Closed mudler closed 1 year ago
Just curious to find out what is the use/purpose of embeddings above.
For the following use case of Retrieval Augmented Data QA: https://blog.langchain.dev/tutorial-chatgpt-over-your-data/
Can't we use the following embedding models? I plan to use gpt4all-j
with one of the following embeddings model.
Please advise. Thank you.
embeddings support has been merged to master.
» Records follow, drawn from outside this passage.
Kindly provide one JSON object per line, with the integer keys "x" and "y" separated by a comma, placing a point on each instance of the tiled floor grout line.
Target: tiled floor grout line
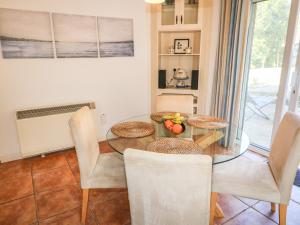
{"x": 9, "y": 201}
{"x": 231, "y": 218}
{"x": 61, "y": 213}
{"x": 34, "y": 196}
{"x": 48, "y": 170}
{"x": 264, "y": 214}
{"x": 69, "y": 165}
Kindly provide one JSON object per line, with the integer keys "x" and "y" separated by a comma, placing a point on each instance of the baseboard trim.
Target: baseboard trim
{"x": 10, "y": 157}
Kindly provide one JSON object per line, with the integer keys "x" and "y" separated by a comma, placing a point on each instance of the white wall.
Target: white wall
{"x": 119, "y": 86}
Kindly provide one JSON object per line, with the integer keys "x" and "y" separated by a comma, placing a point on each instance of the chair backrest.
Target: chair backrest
{"x": 168, "y": 188}
{"x": 175, "y": 103}
{"x": 84, "y": 134}
{"x": 285, "y": 154}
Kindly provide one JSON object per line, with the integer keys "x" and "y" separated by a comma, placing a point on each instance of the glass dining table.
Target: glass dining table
{"x": 221, "y": 143}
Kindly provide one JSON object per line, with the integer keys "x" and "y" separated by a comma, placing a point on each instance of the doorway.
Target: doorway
{"x": 265, "y": 95}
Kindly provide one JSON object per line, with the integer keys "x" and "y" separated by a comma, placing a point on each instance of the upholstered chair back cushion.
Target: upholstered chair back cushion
{"x": 85, "y": 139}
{"x": 175, "y": 103}
{"x": 285, "y": 154}
{"x": 168, "y": 189}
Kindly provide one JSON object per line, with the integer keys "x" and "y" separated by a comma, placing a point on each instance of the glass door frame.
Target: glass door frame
{"x": 286, "y": 68}
{"x": 285, "y": 72}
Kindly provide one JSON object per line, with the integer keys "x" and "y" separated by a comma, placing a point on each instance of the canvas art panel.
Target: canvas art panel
{"x": 75, "y": 36}
{"x": 25, "y": 34}
{"x": 115, "y": 37}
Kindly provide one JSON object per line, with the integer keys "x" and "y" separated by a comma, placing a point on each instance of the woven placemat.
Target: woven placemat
{"x": 133, "y": 129}
{"x": 207, "y": 122}
{"x": 174, "y": 146}
{"x": 158, "y": 115}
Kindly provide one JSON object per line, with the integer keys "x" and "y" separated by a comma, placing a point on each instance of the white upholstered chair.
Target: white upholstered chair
{"x": 271, "y": 181}
{"x": 96, "y": 170}
{"x": 168, "y": 189}
{"x": 175, "y": 103}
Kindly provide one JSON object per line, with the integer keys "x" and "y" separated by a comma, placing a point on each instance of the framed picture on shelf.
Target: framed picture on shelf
{"x": 180, "y": 45}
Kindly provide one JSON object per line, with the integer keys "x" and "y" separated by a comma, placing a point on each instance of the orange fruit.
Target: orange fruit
{"x": 177, "y": 129}
{"x": 169, "y": 124}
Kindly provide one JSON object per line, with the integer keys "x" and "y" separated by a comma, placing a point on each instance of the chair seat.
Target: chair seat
{"x": 247, "y": 178}
{"x": 109, "y": 172}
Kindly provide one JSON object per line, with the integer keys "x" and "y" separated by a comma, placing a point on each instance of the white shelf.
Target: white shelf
{"x": 177, "y": 91}
{"x": 179, "y": 54}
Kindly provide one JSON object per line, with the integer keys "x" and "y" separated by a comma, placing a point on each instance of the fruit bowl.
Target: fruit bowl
{"x": 174, "y": 124}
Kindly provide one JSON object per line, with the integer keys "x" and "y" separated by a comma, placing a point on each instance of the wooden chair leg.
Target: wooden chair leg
{"x": 273, "y": 207}
{"x": 282, "y": 214}
{"x": 85, "y": 201}
{"x": 213, "y": 203}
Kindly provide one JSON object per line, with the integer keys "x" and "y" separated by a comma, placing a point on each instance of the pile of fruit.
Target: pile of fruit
{"x": 174, "y": 123}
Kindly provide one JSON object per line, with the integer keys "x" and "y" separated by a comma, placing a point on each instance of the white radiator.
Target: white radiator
{"x": 45, "y": 130}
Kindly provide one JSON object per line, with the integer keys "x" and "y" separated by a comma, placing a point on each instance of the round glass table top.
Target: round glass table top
{"x": 221, "y": 143}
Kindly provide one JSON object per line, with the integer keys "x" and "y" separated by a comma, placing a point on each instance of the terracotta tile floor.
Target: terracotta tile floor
{"x": 46, "y": 191}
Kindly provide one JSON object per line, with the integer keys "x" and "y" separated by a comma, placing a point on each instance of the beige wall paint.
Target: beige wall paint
{"x": 119, "y": 86}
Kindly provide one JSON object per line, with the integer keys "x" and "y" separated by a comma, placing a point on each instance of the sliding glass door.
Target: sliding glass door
{"x": 263, "y": 79}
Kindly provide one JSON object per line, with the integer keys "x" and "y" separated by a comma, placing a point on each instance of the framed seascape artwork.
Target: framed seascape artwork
{"x": 115, "y": 37}
{"x": 25, "y": 34}
{"x": 75, "y": 36}
{"x": 28, "y": 34}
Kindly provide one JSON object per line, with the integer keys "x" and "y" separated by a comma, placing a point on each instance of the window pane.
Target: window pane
{"x": 270, "y": 27}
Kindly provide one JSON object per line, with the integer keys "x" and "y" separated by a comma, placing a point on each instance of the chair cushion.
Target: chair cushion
{"x": 109, "y": 172}
{"x": 247, "y": 178}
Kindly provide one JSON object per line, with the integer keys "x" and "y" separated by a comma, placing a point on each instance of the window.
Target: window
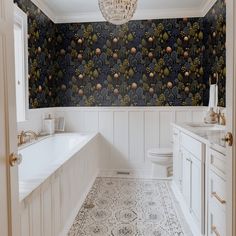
{"x": 21, "y": 63}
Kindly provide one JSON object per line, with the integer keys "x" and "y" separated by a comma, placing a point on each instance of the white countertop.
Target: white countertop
{"x": 213, "y": 138}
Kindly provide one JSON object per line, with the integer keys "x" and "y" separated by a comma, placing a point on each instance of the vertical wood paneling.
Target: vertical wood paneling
{"x": 183, "y": 116}
{"x": 47, "y": 211}
{"x": 56, "y": 207}
{"x": 90, "y": 121}
{"x": 121, "y": 138}
{"x": 136, "y": 136}
{"x": 106, "y": 130}
{"x": 152, "y": 129}
{"x": 165, "y": 133}
{"x": 198, "y": 116}
{"x": 65, "y": 196}
{"x": 106, "y": 125}
{"x": 74, "y": 121}
{"x": 36, "y": 216}
{"x": 25, "y": 223}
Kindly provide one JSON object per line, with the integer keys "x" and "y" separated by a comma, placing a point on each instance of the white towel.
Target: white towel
{"x": 213, "y": 100}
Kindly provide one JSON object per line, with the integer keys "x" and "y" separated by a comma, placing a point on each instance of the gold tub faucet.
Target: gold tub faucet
{"x": 24, "y": 134}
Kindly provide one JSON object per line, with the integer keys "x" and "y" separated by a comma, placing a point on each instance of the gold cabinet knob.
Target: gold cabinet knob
{"x": 15, "y": 159}
{"x": 228, "y": 139}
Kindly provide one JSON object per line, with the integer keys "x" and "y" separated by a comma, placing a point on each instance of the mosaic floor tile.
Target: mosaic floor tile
{"x": 129, "y": 207}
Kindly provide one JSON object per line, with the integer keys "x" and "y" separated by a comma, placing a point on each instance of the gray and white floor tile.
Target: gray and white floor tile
{"x": 129, "y": 207}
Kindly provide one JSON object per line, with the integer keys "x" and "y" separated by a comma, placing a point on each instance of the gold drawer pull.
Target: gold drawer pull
{"x": 213, "y": 228}
{"x": 222, "y": 201}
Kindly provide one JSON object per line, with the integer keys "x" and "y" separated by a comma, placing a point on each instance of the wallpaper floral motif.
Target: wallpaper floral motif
{"x": 142, "y": 63}
{"x": 215, "y": 53}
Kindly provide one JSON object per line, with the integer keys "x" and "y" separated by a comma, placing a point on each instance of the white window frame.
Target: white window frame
{"x": 20, "y": 18}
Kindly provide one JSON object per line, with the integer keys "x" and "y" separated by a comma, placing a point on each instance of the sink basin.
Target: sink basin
{"x": 203, "y": 126}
It is experimental and currently it's available only on llama.cpp
based models, so any feedback is more than welcome!
To enable it you can set embeddings: true
in the model's YAML config file
I've published a sample using embeddings over here: https://github.com/go-skynet/LocalAI/tree/master/examples/query_data
further optimizations in https://github.com/go-skynet/LocalAI/pull/222 - now embeddings can be used with bert on any model - and there is also a huge performance impact!
Hello! I am trying to run a gpt4all-j model for building a local chatbot. How can I use an embedding using BERT and implement it for chat completions endpoint?
Currently, I am running it on Mac Mini i7, 32gb RAM. I am planning to upgrade it to a higher resource(vRAM) cloud server in future. Is it possible to make a fast chatbot API using own document embeddings?
https://github.com/go-skynet/LocalAI/tree/master/examples/query_data
Thank you for the example! But it can't be included in the API? Currently I think you run those commands inside the container, right? Is there already the scenario that calling a certain path executes the query on the documents?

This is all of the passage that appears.